Il titolo del podcast si ispira anche a un passaggio del romanzo incompiuto Petrolio di Pier Paolo Pasolini, dove l’autore parla di “lampi sull’ENI” e descrive una scena che sembra anticipare l’esplosione di una bomba alla stazione di Bologna.
Lampi – 2 Agosto 1980 è prodotto da Piombo Podcast, realtà indipendente bolognese fondata nel 2024 da Paolo Maoret e Marco Degli Esposti. Il progetto è realizzato con il patrocinio del Comune di Bologna e la collaborazione dell’Associazione tra i familiari delle vittime del 2 agosto 1980.

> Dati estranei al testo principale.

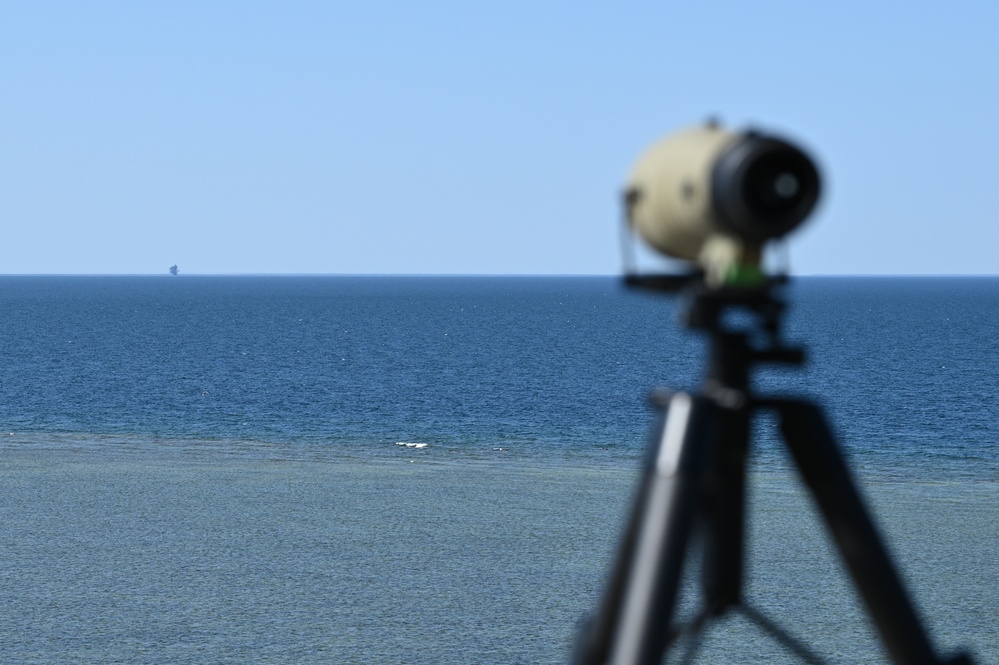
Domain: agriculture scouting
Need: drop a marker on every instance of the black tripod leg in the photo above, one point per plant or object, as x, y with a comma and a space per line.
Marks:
632, 624
825, 472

Il podcast è composto da sei episodi:
1- Traiettorie
2- Riemergere dalle macerie
3- Indagini e presagi
4- Fotogrammi, ovvero storia del nuovo cognome
5- Ombre e nebbia: manuale di depistaggio
6- Strategia parallela
Le prime tre puntate sono disponibili da oggi online, mentre le successive verranno pubblicate nelle prossime settimane.